Saya pernah curhat ke seorang rekan. Ia tertawa. Menurutnya, itu muskil, mengada-ada. Wejangannya bagai diksi dari film Chhapaak (2020). "Dar se jeene ka kya faida? Zindagi jeene ke liye hoti hai, darr ke liye nahi" (Apa guna hidup dalam ketakutan? Hidup untuk dijalani, bukan ditakuti).
Kendati sahabat tersebut berusaha meyakinkanku, tetapi, tetap pertukaran kampus membuat waswas. Jantung berdegup kencang memikirkannya.

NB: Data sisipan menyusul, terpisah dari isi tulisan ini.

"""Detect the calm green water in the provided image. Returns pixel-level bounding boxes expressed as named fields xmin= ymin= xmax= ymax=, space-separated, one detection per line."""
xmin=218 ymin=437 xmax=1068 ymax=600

Band eksperimental El Morabba3 dari Saudi bersenandung: "الخوف يسكنني مثل الوحوش في الظلام" (ketakutan berdiam dalam diriku laksana monster di kegelapan).
Pertukaran kampus antara putra dengan putri, niscaya melahirkan budaya baru. Muncul tradisi di luar perkiraan di area asing. Tidak berlebihan pula bila santri merasa disingkirkan oleh santriwati. Sebab, mereka menyerobot rumah kenangan santri, rumah yang sarat suka-duka.
Ilusi yang melahirkan ketakutan itu tidak pernah terealisasi. Ketakutan tersebut pada esensinya dapat menjadi landasan untuk berbenah.
"Hal yang paling ditakuti mungkin yang paling dibutuhkan", sebuah nasehat terdengar di How to Train Your Dragon (2010).